Regarding the potentially Faster than light Neutrinos, it is vital to realize that only about one (1) Neutrino is detected by Italy’s OPERA every hour; that’s one Neutrino per hour.
Compare that to how every square centimeter on Earth (facing the Sun) encounters some 65 billion solar neutrinos per second.
When that single neutrino hits in Italy, its timed arrival is associated (extrapolated back) to a recorded proton pulse at CERN by using the time it would take for a photon to travel the same distance.
The Super Proton Synchrotron (SPS) sends pulses of protons so that they can be distinguished from a steady beam, but only one (1) neutrino is measured at the Italian detector, for every quadrillion protons fired from CERN’s SPS (16,111 neutrino hits for 10^20th protons fired over 3 years).
While OPERA researchers believe they know which pulse is sending the Neutrino detected, I am not at all confident that they know which proton (converted into pion, converted into muon-Neutrino, converted into) – neutrino they are measuring. It is not at all clear because there is just too little data at the detector.

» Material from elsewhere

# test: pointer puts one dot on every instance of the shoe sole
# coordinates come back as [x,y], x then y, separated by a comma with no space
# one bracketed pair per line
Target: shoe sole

Paraphrasing Mitchell Porter:
This is a statistical analysis. They are not matching up an individual detection at the emitter in Switzerland with an individual detection at the detector in Italy; they are taking averages and measuring statistical distributions. The interpretation of the starting time depends on which model of meson decay is employed.
To improve the experiment I would like to see clear pulses of detections (as opposed to one hit per hour). To do so they might consider increasing the proton beam density by at least 3, and probably 4 or 5 magnitudes until they get neutrino hits on the order of 1,000 to 10,000 per hour.